La plus saine partie des déistes, sentant combien il répugnait
à la raison de supposer l'âme une substance semblable à
celle de leur Dieu, n'a pas hésité à dire qu'elle
était une substance, une entéléchie de forme particulière,
prise je ne sais où ; et, sur ce qu'on leur a objecté,
qu'à l'exception de Dieu qui, à cause de son infinité,
excluant toute limite, n'avait point de forme, tout ce qui restait dans
la nature devait avoir une figure, et par conséquent une étendue,
ils ont avoué, sans difficulté, que l'âme humaine
a une extension, des parties, un mouvement local, etc. Mais c'est assez
argumenter contre nos adversaires.
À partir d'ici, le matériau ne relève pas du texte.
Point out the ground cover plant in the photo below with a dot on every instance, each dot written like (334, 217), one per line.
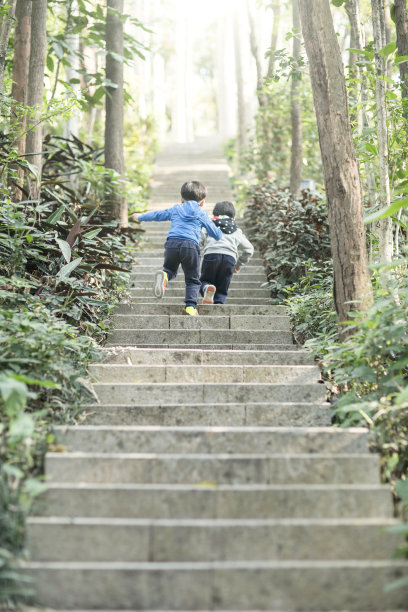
(289, 232)
(63, 265)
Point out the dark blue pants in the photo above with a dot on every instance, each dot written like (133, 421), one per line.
(187, 254)
(217, 269)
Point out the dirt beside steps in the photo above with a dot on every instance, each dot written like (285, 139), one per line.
(208, 476)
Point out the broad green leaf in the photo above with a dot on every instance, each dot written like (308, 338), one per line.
(386, 212)
(388, 49)
(401, 58)
(401, 487)
(65, 249)
(68, 268)
(368, 54)
(56, 215)
(22, 427)
(50, 63)
(92, 233)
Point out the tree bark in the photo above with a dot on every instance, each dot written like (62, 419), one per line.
(384, 226)
(256, 54)
(242, 119)
(296, 111)
(274, 39)
(6, 23)
(114, 157)
(38, 49)
(343, 189)
(401, 25)
(21, 60)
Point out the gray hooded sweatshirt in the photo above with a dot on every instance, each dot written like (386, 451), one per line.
(234, 243)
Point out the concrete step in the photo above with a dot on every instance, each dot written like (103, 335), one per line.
(155, 393)
(102, 539)
(220, 469)
(150, 439)
(243, 301)
(210, 501)
(198, 336)
(123, 373)
(155, 256)
(252, 585)
(248, 272)
(146, 278)
(164, 307)
(178, 291)
(219, 321)
(158, 356)
(266, 414)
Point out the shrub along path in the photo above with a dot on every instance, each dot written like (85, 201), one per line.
(208, 477)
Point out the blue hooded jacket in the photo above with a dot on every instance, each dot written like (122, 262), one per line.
(187, 219)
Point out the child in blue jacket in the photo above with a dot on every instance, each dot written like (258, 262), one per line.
(181, 246)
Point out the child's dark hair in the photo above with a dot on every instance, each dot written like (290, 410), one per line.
(224, 208)
(193, 190)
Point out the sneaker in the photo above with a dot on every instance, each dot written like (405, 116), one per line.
(208, 297)
(160, 283)
(190, 310)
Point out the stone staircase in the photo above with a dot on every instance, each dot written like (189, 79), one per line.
(207, 476)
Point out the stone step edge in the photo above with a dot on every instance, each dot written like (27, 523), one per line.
(322, 405)
(204, 565)
(189, 522)
(296, 431)
(204, 456)
(248, 488)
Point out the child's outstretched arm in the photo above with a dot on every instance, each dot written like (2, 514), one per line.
(156, 215)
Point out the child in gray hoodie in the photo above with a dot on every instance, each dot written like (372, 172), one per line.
(222, 257)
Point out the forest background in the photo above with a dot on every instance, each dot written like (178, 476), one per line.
(88, 92)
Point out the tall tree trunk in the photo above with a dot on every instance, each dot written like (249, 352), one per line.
(21, 60)
(296, 111)
(72, 40)
(352, 287)
(401, 25)
(6, 22)
(242, 118)
(274, 39)
(357, 42)
(384, 226)
(256, 54)
(114, 158)
(38, 49)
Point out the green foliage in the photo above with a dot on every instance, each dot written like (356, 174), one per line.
(310, 303)
(289, 232)
(368, 375)
(268, 155)
(63, 266)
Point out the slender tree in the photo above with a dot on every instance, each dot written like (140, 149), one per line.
(8, 10)
(21, 60)
(114, 157)
(384, 226)
(242, 115)
(352, 287)
(38, 48)
(401, 25)
(296, 109)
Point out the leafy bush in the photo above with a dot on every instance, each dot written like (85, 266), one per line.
(63, 266)
(289, 231)
(310, 303)
(368, 375)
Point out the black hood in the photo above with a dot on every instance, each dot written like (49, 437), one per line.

Ils nous accordent, on le voit, que
l'âme a une extension, qu'elle est divisible, qu'elle a des parties
; c'en est suffisamment pour nous porter à croire que ceux-là
mêmes qui soutiennent son immortalité, ne sont pas fort
convaincus de sa spiritualité, et que cette opinion est insoutenable
; il est temps de vous en convaincre.
Qui dit une substance spirituelle, dit un être actif, pénétrant,
sans que, dans le corps qu'il pénètre, on aperçoive
aucun vestige de son passage : notre âme est telle, dans cette
hypothèse. Elle voit sans regarder, elle entend sans prêter
l'oreille, elle nous meut sans se mouvoir elle-même : or, un tel
être ne peut exister sans renverser l'ordre social.
Pour le prouver, je demande de quelle manière voient les âmes
? Les uns ont répondu que les âmes voyaient tout dans la
divinité, comme dans un miroir où se réfléchissent
les objets ; les autres ont dit que la connaissance leur était
aussi naturelle que les autres qualités dont elles sont pourvues.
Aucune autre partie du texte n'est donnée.